[antlr-interest] Tokens that span across char streams

Wed Aug 26 14:34:32 PDT 2009

At 07:57 27/08/2009, Stanislav Sokorac wrote:
>I have a language that allows macros to be used just about 
>anywhere, which makes things a bit difficult. For example, a 
>macro could define half a string, and something like this is 
>legal:
>
>#define FOO "start of a string
>String a = FOO end of a string";
>
>If I do on-the-fly substitution of macros by switching char 
>streams (using the include file technique from the FAQ), lexer 
>cannot recognize the string in the second line: it parses the 
>macro text, encounters EOF of that stream, throws an exception 
>("couldn't match anything"), and then start over at the second 
>half of the string, again not matching anything.
>
>What's a good way to "smooth over" the EOF bump, and merge the 
>streams into one from lexer's point of view? Do I need to 
>implement a custom CharStream to do something like this?

That wouldn't really help.  Consider the case where there is 
another unrelated line (perhaps another #define) between those two 
above.  Unless you were switching streams when you encounter *use* 
of the #defined tokens (and not just on include) you still 
wouldn't be able to parse a complete string token.

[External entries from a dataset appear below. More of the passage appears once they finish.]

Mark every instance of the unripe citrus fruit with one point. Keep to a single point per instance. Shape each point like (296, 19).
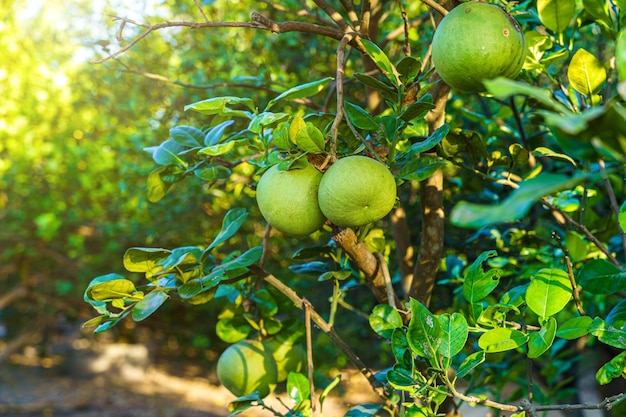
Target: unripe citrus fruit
(477, 41)
(288, 199)
(356, 190)
(247, 366)
(289, 357)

You *could* define a preprocessing CharStream, that recognises the 
use of #define and simply files the characters until EOL away 
without actually passing them on, then later recognises the name 
of the defined symbol and passes on the value rather than the 
name.  That's probably about the best you can do, if you don't 
want to do a full preprocessing pass.  I think it'll still have 
the same line numbering issues though.

>Of course, I could have a pre-process run that replaces all the 
>macros, and then run through the resulting code, but I'd like to 
>avoid that because (1) it's slow to go through the file twice, 
>and (2) the character/line numbers in tokens will be messed up in 
>the second run and it'll take a bit of work to bring them back to 
>the original locations.

I really think that the preprocess run is the simplest option for 
that sort of thing.  Either that or using only single characters 
as tokens; given your example you definitely can't match an entire 
quoted string as a single token without grief.

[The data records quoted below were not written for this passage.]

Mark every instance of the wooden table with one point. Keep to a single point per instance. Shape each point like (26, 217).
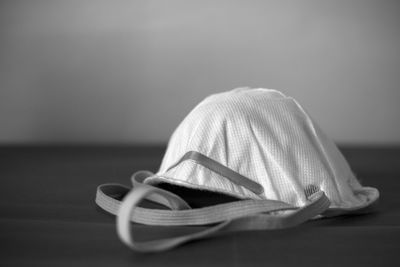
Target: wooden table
(49, 218)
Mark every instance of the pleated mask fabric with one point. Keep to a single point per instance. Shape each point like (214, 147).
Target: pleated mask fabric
(268, 138)
(256, 145)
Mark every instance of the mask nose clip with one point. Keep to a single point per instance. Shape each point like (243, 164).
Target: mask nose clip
(310, 190)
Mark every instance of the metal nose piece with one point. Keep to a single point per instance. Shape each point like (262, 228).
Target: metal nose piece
(311, 189)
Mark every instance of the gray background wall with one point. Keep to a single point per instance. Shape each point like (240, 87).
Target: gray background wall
(129, 71)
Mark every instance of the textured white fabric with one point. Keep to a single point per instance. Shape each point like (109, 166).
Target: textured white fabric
(267, 137)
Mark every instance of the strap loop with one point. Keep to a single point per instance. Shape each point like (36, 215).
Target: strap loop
(234, 216)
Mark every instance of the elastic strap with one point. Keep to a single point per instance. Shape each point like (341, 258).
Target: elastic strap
(234, 216)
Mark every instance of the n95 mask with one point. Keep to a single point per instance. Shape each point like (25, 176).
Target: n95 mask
(257, 146)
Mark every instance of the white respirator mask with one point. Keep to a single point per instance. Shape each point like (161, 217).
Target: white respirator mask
(255, 156)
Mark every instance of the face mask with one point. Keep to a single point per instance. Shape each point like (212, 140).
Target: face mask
(258, 147)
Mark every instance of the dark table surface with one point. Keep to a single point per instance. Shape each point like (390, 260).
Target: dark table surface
(48, 216)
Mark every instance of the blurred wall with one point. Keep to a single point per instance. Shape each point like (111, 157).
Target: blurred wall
(129, 71)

Is this your own language?  If it is, you should consider changing 
that rule and adopt something like C's string constant folding 
instead; for example the C equivalent to your above example (and 
which uses complete, lexable tokens) is this:

#define FOO "start of a string"
String a = FOO " end of a string";

(In C, two sequential string constants are treated as if they were 
a single constant with the text appended together.)